Closed hmottestad closed 3 years ago
@jeenbroekstra what do you think?
Can you elaborate with a few examples on what such complex wildcards allow you to do that is beyond what the current standard langMatches offers?
If there's a good use case for it, I'm not against adding it. The logical place would be to add an extension to the ExtendedEvaluationStrategy
(which is where we also support other not-strictly-sparql-1.1 features).
"en-*" matches "en-GB" but not "en".
"de-*-DE" would match "de-latn-DE" but not "de-DE-1996" but would match "de-Latn-DE-1996". (by "extended filtering" it would actually match de-DE-1996 since it understand the groups of the language tags....I still can't quite get my head around it).
Neither of these are possible today.
Another option is a sail level config for enabling extended filtering. Essentially allows users to set one of these: https://docs.oracle.com/en/java/javase/11/docs/api/java.base/java/util/Locale.FilteringMode.html
Thanks for the examples and the link, I think it's a lot clearer now what we're after, and I can see the use of it.
As for where to put this, I think defining it as a separate sail config option may be problematic. If you do it that way, you almost automatically force custom handling of the option by every sail implementation (while if we build it into the evaluation strategy, you get it working for free on pretty much every sail). Note, by the way, that the evaluation strategy is itself a sail config option, currently.

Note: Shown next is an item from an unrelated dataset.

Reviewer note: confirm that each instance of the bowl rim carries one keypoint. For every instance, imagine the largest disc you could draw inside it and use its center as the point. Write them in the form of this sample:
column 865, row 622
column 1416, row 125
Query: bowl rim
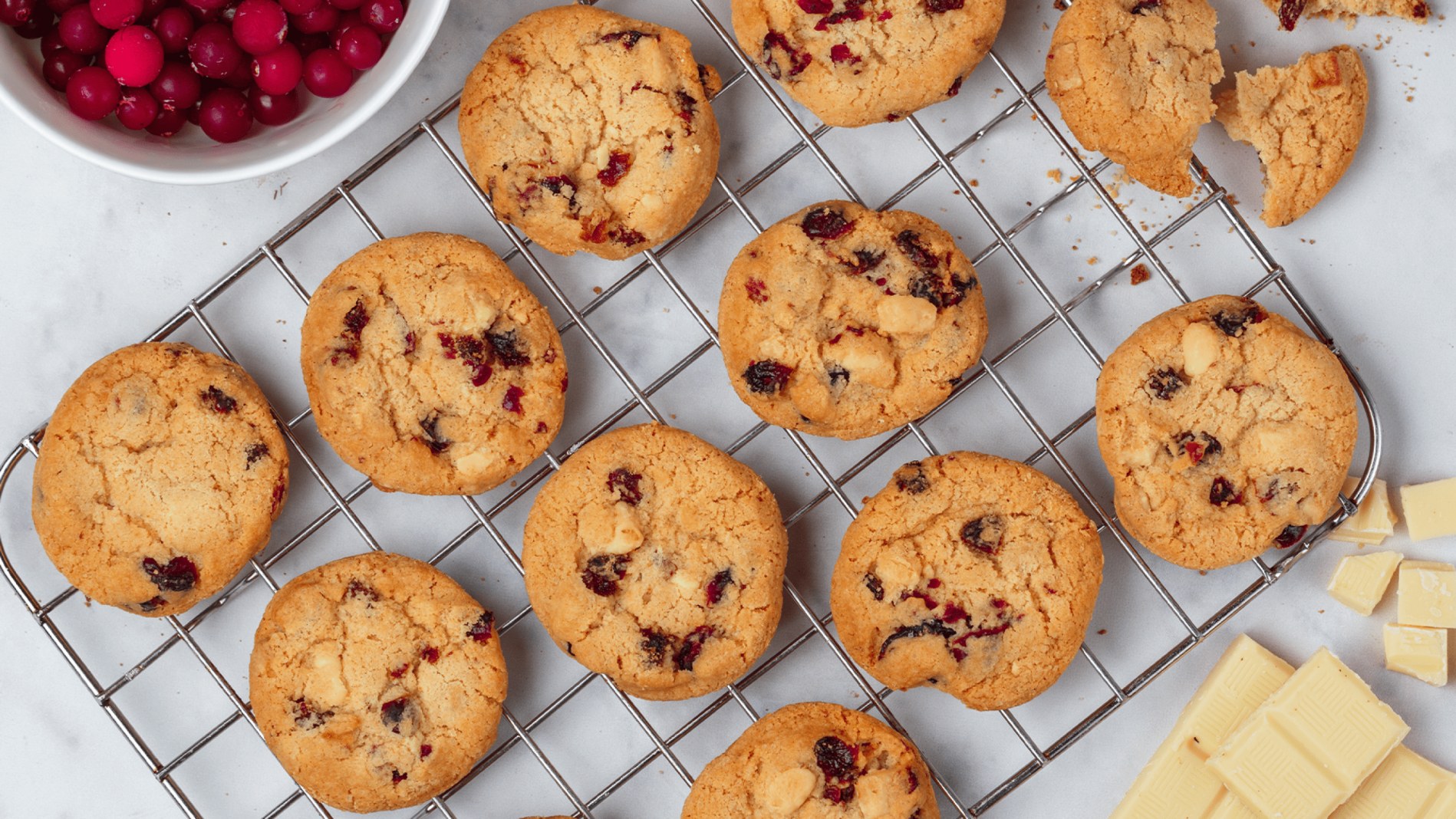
column 238, row 170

I have been thinking though that I don't particularly like the current inheritance structure we use for evaluation strategies. I'd like it if we could make it a bit more modular so that individual extensions can be configured to be enabled or disabled, rather than the current "all extensions or nothing" approach.
@rdstn could you share some examples and expected behaviours with us?
Sure. The prime example I've been working with is related to SHACL.
We have a string, for example, a name, which must match at least one sign language and at least on language spoken in France. We also do not have processing for Cyrilic, so we have to not match any Cyrl tags. And we dislike the GB variety of English, since American english is strongly encouraged in our enterprise.
This would have to be something like that:
sh:property [
sh:path voc:name ;
sh:qualifiedValueShape( [sh:languageIn ("sgn-*") ; ] ) ;
sh:qualifiedMinCount 1 ;
] ;
sh:property [
sh:path voc:name ;
sh:qualifiedValueShape( sh:or( [sh:languageIn ("fr-*") ; ][sh:languageIn ("*-FR-*"); ] ) ;) ;
sh:qualifiedMinCount 1 ;
] ;
sh:property [
sh:path voc:name ;
sh:qualifiedValueShape( [sh:languageIn (*"-Cyrl-*") ; ] ) ;
sh:qualifiedMaxCount 0 ;
] ;
sh:property [
sh:path voc:name ;
sh:qualifiedValueShape( [sh:languageIn (*"-GB-*") ; ] ) ;
sh:qualifiedMaxCount 0 ;
] ;
Those use qualified max count, which is not part of SHACL in RDF4J (yet), but I imagine that the corresponding SPARQL can be easily derived.
This would suggest that the following data is invalid (breaks all constraints):
rdf:exampleId voc:name "Name"@en-GB
rdf:exampleId voc:name "Нейм"@en-Cyrl
While the following data is valid:
rdf:exampleId voc:name "Nom"@fr
rdf:exampleId voc:name "I do not exactly know how to transcribe this"@sgn
The final shape example is highly contrived, but I can imagine instances where the first three shapes are of interest.
I would prefer "en-*" match "en-GB" but not "en". While "en" would match "en" and "en-GB".
The algorithm in Jena works as follows.
-
1.1 If the range has more parts than the lang tag, return falseIs there a way to match en
and only en
? We have three possible modes and, up till now, we have talked about only two ways to express them - en-*
and en
. We could expand it a bit?
en-GB
, not en
- en-*
en
and en-GB
- en*
en
, not en-GB
- en
If it's not feasible, I agree that matching en-*
to only include dialects and en
to match both a singleton tag and all dialects is also fine.
With SHACL I guess it would be possible to do something like "en
and not en-*
". Other than that I don't think there is support for it in language ranges.
@jeenbroekstra could we do this without adding any configuration? The algorithm that Jena uses is backwards compatible, so if we use the same algorithm we could introduce it in the next feature release.
I'm not sure what you mean with "without adding any configuration"? If you mean just adding the feature to the ExtendedEvaluationStrategy I'm fine with that .
SPARQL langMatch should support basic language ranges, which excludes the use of more complex wildcards. For instance "en-*" is not allowed, but "en" works almost the same way.
Jena has chosen to support these more complex wildcard language ranges. However it does not go as far at to support extended language ranges. Extended language ranges go much further than just supporting wildcard.
This would move us away from the SPARQL 1.1 recommendation, but would align us more closely with Jena.